Sozialabgaben und Lohnnebenkosten wie Umsatzsteuer als Durchlaufposten zu werten und zu behandeln ist nur sach- und interessengerecht. Diese Abgaben wirken sich ausschließlich preisbildend, nicht jedoch wertbildend aus. Vor dieser Betrachtung mag auch die in der Literatur angeführte Argumentation nicht zu überzeugen. Gegen einen Abzug wird angeführt, dass dem Geschädigten anerkanntermaßen auch dann zugestanden wird fiktiv abzurechnen, wenn er tatsächlich eine Eigenreparatur durchführt und ihm überdies bei Vorliegen der weiteren Voraussetzungen sogar die Reparaturkosten einer Fachwerkstatt zuzuerkennen sind (u.a. Soergel/ Mertens, BGB, § 249 Rn. 36; Prütting/ Medicus, BGB, 6. Auflage 2011, § 249 Rn 29; Erman/ Ebert, BGB, 13. Auflage 2011, § 249 Rn. 78f). Diese Argumentation verkennt, dass dem Unterschied zwischen einer Eigen- und einer Fremdreparatur sowie dem Unterschied zwischen der Reparatur in einer freien Werkstatt und einer Fachwerkstatt ein quantifizierbarer und nach den Gesetzen der Marktwirtschaft tatsächlich entstandener Wert zukommt. Dieser Wert kommt beispielsweise im Falle eines Weiterverkaufs zum Tragen. Folglich stellen diese Unterschiede der verschiedenen Wiederherstellungsmöglichkeiten einen messbaren und nachhaltigen Wertfaktor des eingetretenen Schadens dar. Diese Bedeutung kommt Durchlaufposten wie Sozialabgaben, Lohnnebenkosten und Umsatzsteuer gerade nicht zu. Insofern tangieren sie auch nicht das Recht des Geschädigten auf freie Wahl der Schadensbeseitigung.

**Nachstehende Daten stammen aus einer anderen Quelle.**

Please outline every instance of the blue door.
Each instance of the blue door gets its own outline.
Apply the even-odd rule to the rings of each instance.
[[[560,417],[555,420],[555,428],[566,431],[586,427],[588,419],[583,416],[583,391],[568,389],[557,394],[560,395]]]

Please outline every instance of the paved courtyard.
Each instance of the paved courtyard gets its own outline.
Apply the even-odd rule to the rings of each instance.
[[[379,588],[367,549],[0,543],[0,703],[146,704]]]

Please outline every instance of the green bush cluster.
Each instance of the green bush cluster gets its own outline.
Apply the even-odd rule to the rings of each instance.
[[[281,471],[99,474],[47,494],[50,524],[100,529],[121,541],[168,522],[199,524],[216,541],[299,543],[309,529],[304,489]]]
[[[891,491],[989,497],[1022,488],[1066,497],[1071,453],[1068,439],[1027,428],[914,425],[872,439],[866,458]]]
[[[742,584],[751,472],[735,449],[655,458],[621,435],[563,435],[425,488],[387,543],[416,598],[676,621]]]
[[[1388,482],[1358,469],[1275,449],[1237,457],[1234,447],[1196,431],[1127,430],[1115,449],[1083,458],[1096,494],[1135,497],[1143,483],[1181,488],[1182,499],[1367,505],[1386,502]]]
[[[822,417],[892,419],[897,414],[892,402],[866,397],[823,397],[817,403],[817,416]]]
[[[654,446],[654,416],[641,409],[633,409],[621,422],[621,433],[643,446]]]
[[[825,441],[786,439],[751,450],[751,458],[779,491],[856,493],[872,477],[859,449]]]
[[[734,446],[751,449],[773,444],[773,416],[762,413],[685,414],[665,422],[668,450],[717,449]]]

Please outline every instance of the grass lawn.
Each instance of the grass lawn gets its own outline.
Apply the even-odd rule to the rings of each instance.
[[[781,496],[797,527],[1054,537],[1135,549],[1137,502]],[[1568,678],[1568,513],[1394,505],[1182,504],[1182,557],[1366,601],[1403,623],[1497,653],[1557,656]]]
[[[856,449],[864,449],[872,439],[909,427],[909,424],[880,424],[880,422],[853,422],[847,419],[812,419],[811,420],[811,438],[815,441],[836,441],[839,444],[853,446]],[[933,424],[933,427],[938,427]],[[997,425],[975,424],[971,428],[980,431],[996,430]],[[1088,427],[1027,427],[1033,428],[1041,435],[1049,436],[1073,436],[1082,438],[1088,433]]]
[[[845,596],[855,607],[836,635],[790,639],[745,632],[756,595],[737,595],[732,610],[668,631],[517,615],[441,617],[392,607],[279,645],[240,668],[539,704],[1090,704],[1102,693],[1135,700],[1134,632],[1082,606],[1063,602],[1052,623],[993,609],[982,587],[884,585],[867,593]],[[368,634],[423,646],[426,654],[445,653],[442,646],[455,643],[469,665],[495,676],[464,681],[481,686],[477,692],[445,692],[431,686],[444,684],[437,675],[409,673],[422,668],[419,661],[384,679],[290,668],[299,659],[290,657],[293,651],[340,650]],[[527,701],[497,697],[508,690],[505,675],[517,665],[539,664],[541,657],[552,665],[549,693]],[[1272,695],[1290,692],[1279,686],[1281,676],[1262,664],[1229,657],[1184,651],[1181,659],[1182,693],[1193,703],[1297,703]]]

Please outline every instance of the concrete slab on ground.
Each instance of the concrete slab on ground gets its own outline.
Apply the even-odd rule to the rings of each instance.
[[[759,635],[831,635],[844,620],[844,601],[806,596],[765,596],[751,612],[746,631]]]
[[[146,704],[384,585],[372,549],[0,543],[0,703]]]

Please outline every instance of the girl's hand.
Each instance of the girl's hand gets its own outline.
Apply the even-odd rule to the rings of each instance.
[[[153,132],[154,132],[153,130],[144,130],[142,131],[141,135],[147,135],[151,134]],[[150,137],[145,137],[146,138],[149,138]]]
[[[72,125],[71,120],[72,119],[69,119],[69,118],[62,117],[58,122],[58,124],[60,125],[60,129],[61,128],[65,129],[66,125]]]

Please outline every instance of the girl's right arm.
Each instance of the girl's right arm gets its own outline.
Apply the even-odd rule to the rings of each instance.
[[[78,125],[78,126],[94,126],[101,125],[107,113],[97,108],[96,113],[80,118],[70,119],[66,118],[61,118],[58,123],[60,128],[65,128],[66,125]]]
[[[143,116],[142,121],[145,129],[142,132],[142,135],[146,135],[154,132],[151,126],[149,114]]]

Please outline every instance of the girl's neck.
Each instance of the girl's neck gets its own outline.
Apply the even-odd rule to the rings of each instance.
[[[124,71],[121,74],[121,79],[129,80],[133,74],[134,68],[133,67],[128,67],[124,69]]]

Nach alledem ist es angemessen einen 10%-igen Abzug von den Reparaturkosten vorzunehmen. Auf diesem Weg kann der sich zu verhindernden Bereicherung des Geschädigten begegnet werden ohne dessen schutzwürdige Interessen einzuschränken. Angesichts der in der Bundesrepublik bekanntermaßen sehr hohen Lohnnebenkosten wird der Anteil der im Reparaturpreis beinhalteten Lohnnebenkosten tatsächlich immer höher sein.

Mangels Hauptanspruchs bestehet auch der Nebenanspruch auf Zinszahlung nicht.

Die prozessualen Nebenentscheidungen beruhen auf §§ 91 Abs. 1, 708 Nr. 11, 713 ZPO.